Above board

February 3, 2017


It’s summer time and, quite frankly, life is a beach. Where else would an Aussie want to be but the sand and surf—particularly if you’re anywhere near the NSW central coast during the next few weeks?

Surfest, Australia’s largest surfing festival, will be held in Newcastle from 11–18 February. The surfing extravaganza culminates in two World Tour Six-Star events—the men’s Maitland and Port Stephens Toyota Pro and the crowdfunded Women’s Pro at Merewether beach’s stunning national surfing reserve.
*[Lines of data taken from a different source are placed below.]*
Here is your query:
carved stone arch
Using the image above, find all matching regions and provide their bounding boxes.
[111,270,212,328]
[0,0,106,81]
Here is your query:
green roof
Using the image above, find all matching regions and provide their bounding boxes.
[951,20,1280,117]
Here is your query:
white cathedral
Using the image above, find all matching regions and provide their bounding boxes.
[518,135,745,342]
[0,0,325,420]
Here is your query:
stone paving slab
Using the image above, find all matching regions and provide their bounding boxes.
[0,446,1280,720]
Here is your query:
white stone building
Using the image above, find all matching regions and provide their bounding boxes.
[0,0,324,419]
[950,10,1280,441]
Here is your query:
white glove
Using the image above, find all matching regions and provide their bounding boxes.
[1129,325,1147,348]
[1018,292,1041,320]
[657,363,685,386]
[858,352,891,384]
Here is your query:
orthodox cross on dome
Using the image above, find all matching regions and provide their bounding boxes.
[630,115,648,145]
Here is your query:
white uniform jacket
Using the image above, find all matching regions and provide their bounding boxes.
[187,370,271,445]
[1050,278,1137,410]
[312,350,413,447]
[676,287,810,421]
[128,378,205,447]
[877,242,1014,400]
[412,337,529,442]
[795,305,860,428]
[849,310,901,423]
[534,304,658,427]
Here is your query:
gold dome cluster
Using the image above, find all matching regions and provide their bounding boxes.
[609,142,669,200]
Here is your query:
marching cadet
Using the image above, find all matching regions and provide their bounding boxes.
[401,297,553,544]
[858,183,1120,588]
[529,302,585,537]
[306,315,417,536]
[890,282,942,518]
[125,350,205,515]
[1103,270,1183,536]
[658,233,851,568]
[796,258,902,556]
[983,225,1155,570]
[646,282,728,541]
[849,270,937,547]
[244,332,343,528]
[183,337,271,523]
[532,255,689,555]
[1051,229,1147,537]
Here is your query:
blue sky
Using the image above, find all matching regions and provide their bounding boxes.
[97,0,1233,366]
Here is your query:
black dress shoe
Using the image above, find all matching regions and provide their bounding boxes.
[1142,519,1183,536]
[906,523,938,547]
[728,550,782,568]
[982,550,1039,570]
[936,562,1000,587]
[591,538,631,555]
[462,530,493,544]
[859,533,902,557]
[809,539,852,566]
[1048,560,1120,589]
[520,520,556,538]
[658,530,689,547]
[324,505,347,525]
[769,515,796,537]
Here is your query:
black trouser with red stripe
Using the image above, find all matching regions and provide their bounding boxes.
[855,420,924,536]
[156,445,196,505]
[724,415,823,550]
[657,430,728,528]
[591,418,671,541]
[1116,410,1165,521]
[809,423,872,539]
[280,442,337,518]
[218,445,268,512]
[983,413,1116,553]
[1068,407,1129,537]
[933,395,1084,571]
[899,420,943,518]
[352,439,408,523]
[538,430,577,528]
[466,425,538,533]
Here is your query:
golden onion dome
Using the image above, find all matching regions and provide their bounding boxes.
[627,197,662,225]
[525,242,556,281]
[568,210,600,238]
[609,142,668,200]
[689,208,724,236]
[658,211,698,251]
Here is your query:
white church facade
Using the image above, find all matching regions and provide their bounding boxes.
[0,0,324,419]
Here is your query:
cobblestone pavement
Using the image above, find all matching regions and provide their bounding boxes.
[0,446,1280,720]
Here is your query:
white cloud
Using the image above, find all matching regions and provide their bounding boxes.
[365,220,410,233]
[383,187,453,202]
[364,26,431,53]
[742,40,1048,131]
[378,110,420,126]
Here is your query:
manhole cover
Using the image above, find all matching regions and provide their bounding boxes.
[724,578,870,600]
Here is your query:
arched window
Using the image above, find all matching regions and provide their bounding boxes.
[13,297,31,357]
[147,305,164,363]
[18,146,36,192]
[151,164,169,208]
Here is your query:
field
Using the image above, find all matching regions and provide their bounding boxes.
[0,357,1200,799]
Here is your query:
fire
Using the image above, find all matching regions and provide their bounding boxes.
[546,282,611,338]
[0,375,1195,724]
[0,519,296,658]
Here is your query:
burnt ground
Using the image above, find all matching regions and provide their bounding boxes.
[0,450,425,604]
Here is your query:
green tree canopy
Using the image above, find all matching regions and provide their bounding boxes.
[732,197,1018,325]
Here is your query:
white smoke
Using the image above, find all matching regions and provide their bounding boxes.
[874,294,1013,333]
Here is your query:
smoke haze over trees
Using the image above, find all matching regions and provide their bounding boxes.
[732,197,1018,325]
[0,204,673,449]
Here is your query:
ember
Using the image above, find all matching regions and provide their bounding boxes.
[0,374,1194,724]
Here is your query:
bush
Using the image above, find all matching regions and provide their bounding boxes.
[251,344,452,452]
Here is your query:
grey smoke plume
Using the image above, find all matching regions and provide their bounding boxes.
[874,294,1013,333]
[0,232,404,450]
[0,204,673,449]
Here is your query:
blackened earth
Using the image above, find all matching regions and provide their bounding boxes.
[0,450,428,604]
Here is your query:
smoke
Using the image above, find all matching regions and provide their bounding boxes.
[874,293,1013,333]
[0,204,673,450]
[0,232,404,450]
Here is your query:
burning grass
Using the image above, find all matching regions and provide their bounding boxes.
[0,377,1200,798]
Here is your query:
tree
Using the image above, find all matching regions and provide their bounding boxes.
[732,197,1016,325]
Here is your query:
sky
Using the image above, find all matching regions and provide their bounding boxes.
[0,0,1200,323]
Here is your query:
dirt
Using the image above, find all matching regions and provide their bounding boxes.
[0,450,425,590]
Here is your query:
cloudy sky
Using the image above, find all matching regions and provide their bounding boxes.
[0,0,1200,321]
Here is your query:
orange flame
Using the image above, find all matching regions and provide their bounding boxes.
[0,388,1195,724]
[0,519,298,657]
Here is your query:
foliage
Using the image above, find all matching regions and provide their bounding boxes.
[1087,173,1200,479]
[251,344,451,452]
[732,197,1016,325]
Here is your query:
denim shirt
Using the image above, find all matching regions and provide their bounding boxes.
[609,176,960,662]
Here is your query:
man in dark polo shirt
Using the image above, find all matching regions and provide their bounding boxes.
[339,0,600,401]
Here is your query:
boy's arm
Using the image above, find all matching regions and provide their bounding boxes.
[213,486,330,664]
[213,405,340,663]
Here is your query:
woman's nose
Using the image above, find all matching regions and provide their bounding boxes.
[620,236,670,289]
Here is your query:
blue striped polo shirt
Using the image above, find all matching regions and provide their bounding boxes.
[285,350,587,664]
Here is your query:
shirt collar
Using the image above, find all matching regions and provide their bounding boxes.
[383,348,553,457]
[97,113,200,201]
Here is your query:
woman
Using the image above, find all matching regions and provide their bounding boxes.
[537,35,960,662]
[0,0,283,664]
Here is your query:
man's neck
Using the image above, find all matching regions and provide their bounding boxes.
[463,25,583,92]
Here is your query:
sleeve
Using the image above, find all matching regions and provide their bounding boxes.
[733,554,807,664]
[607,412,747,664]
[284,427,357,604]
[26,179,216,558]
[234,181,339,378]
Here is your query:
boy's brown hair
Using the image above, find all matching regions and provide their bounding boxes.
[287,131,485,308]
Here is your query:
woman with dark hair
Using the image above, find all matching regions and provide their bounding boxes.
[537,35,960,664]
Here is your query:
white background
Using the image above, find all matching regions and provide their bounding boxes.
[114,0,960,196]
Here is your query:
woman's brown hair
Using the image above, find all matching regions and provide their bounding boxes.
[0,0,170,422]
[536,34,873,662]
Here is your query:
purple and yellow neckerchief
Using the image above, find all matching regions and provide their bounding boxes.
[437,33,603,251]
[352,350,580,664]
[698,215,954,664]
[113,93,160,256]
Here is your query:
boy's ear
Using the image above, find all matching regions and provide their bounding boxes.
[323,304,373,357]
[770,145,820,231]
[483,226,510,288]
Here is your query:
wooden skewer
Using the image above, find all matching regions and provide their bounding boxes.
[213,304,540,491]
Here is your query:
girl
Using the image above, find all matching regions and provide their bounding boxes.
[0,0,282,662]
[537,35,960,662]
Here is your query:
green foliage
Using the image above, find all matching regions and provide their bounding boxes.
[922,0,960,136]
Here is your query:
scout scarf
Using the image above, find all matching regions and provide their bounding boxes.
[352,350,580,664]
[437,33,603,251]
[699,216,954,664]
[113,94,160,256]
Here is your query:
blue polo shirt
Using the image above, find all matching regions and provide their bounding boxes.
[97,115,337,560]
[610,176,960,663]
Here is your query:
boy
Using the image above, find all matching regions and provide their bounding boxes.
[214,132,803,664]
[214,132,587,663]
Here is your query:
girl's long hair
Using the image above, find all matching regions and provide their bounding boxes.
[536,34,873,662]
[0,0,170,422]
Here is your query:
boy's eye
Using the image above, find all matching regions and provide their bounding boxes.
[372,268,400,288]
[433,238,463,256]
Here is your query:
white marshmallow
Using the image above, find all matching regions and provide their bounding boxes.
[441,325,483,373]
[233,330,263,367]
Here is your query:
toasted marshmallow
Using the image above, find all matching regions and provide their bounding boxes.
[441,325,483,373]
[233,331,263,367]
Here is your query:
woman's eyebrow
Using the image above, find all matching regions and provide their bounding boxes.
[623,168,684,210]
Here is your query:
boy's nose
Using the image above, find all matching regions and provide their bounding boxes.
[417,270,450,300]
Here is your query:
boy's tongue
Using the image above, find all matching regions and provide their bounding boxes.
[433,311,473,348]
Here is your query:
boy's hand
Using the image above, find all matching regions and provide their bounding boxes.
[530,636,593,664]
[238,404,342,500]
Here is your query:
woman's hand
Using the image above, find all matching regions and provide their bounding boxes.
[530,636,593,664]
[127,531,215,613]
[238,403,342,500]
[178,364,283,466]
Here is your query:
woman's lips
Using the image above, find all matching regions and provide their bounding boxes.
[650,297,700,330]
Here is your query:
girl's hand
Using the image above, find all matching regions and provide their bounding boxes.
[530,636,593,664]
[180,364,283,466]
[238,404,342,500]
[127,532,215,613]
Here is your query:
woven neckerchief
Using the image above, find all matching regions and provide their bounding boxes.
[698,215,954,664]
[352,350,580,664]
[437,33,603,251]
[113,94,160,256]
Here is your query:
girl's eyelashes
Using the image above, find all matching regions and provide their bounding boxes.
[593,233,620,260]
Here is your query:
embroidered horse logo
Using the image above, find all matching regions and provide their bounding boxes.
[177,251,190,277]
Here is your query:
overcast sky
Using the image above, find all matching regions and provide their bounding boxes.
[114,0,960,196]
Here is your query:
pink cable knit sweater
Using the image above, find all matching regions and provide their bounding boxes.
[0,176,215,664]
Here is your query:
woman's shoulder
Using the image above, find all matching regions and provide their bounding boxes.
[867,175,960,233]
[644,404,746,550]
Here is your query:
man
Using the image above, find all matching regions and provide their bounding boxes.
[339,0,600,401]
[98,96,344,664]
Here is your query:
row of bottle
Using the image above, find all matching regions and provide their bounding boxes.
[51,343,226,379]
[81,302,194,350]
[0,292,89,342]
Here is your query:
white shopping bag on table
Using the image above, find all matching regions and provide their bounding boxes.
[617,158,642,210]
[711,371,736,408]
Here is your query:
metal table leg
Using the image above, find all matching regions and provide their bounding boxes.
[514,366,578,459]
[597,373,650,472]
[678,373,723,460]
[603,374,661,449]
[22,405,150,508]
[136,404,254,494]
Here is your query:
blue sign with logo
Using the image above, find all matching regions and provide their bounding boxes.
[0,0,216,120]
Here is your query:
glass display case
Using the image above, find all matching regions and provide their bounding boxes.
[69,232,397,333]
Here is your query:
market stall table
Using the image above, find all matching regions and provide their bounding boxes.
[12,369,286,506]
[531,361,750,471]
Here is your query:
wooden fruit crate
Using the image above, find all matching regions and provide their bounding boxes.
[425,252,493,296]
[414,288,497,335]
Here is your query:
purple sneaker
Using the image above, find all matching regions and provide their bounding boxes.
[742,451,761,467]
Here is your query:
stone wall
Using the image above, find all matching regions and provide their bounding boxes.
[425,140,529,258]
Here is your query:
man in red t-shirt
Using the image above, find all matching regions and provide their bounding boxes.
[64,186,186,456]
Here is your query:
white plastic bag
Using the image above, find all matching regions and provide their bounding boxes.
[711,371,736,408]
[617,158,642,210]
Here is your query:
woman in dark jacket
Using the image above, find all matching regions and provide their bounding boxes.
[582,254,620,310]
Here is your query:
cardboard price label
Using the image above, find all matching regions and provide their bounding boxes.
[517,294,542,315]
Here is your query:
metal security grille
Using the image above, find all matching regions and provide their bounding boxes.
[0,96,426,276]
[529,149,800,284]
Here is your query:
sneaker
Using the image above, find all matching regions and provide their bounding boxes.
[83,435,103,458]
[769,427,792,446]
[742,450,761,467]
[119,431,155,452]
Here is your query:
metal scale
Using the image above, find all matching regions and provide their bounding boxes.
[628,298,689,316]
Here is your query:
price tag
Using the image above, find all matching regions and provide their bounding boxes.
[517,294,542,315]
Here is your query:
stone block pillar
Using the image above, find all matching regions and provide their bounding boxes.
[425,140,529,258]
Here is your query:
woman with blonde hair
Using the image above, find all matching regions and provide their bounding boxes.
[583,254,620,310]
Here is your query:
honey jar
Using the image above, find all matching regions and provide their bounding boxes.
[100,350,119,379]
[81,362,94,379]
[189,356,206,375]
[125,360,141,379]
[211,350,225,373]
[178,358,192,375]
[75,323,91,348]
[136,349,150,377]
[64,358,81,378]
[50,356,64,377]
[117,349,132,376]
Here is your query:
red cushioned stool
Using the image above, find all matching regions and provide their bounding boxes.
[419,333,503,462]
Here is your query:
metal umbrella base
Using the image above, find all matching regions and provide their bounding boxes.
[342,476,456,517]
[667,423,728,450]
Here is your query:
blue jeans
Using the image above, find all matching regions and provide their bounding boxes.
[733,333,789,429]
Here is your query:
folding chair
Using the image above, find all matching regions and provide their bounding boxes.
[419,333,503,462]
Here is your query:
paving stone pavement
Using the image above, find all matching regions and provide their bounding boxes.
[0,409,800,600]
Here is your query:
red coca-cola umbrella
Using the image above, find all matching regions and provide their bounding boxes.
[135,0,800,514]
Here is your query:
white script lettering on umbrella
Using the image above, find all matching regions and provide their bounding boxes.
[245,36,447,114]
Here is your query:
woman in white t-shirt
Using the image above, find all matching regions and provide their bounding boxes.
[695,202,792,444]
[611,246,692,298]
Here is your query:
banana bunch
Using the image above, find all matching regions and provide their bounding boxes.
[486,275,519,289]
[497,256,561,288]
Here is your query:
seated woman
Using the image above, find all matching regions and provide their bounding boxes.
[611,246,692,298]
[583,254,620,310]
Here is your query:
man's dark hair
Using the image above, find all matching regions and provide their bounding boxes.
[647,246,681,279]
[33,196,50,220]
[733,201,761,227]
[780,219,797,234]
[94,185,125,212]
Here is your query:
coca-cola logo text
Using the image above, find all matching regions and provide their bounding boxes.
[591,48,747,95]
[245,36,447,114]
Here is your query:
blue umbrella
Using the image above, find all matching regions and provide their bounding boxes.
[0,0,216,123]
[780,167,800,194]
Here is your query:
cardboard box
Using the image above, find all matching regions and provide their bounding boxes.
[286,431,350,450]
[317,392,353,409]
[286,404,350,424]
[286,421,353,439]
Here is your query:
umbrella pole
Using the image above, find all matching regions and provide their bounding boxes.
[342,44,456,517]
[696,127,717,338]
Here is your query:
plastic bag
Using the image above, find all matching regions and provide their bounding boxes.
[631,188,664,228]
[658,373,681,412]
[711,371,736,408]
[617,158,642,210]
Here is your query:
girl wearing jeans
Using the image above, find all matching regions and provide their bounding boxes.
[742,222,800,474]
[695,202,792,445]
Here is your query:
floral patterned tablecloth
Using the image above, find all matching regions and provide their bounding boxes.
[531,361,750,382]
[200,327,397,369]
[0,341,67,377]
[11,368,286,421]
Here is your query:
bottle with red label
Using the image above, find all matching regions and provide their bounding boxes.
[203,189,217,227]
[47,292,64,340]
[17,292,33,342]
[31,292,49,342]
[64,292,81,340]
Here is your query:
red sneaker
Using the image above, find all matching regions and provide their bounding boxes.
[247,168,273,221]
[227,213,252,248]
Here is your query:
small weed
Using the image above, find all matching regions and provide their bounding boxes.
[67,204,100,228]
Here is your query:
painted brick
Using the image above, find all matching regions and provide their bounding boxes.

Since the event was first staged in 1985, Surfest has attracted top names from the world of waves. World champion Mick Fanning has taken the Surfest crown three times, as has Tom Carroll, while women champions include Sally Fitzgibbons and Pam Burridge.

Newcastle is one of the first stops on the World Surf League’s Australasian leg of the international men’s and women’s professional surfing tour calendar. It will attract more than 300 professional surfers from home and abroad, including the US, Hawaii, Brazil, Japan, South Africa, Tahiti, New Zealand, France and western Europe.

But it’s not just all about the pro-surfers. Organisers place a strong emphasis on community and grassroots competition, including a team challenge, the Wandiyali ATSI Indigenous Classic 2017 (the nation’s biggest purse for Indigenous surfers), and a high school team challenge.  

It’s a spectacular spectator sport, too, watching as the southerly swells, fanned 
by north-west winds, barrel through from the third reef, while surfers’ abilities are tested to the max by those legendary right-handers that peel down the rock and sand-bottom off Merewether beach.

Surfing is part of Aussie culture; it’s probably true that a good percentage of Australians are more likely to surf than attend church regularly. That’s something Christian Surfers Australia (CSA) understand—indeed, the exhilaration of riding the wave, surrounded by the immense power of the ocean, is like a spiritual experience for many surfers.

The organisation has offered volunteer chaplaincy support since the 1980s to those for whom ‘surfing is my religion’, as the slogan goes. But, instead of trying to get surfers to church, Christian Surfers aims to get the church to surfers, with the Surfers Bible a key way of doing that.

Produced in partnership with the Bible Society, the Surfers Bible combines a modern translation of the Bible with personal stories from well-known surfers, who are also Christians, sharing how they make sense of life beyond their surfing.
More than 75,000 copies of the first edition were distributed, with the second edition including an option with a waterproof cover (sensible) as well as Spanish, French, Japanese and Portuguese translations.

All of us—not only surfers—face ‘turbulent seas’. The perfect wave one day can turn into the perfect storm the next. 

That’s why a little book (which sometimes comes in a waterproof cover) can be an encouragement—even a lifesaver—with words from God, such as these from Isaiah chapter 43, verse 2: ‘When you face stormy seas I will be there with you with endurance and calm.’